Combination 1: 0 times item A, 1 times item B, 3 times item C, 3 times item D.
My solution is $10*10*7*4-9*9*6*3$. We have 10 ways of taking item A (either 0 times, 1, times, …, 9 times), 10 ways of taking item B, 7 of taking item C and 3 of taking item D. From this solution I subtract all the combinations that take exactly 4 different items.
But my friend states that the solution should be $2*(10*7*4)+10*10*7+10*10*4$ where you count the possible combination for each case of leaving this item out.
Which one of us is right?
Best Answer
$2 \cdot (10 \cdot 7 \cdot 4) + 10 \cdot 10 \cdot 7 + 10 \cdot 10 \cdot 4 ~$ has duplicates.

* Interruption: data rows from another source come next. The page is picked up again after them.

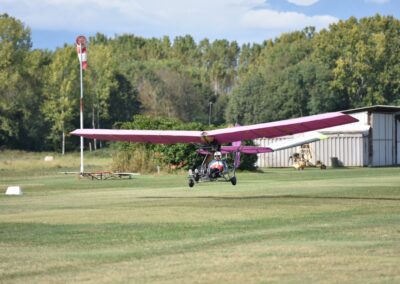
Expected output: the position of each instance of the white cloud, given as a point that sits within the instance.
(304, 2)
(377, 1)
(269, 19)
(232, 19)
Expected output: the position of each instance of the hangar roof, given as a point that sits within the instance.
(375, 108)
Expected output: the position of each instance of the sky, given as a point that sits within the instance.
(56, 22)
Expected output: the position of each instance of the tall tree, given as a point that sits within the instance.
(15, 43)
(62, 94)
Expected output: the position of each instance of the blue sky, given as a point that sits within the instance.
(56, 22)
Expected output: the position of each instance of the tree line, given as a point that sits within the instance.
(353, 63)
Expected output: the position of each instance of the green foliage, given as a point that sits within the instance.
(146, 157)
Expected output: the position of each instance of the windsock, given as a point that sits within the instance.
(82, 48)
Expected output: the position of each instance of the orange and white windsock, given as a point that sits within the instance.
(82, 48)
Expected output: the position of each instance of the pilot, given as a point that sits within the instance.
(217, 166)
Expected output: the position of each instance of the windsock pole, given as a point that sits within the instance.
(81, 105)
(81, 48)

For example, when you leave out item $A$ and count combinations with items $B, C$ and $D$, it also counts combinations where there are only items $C$ and $D$.Now when you leave out item $B$ and count combinations with items $A, C$ and $D$, it again counts combinations where only items $C$ and $D$ are present.
Your work is correct. Also note it includes combination where you do not pick any of the items. In case you must pick at least one item, you will have to subtract $1$ from your answer.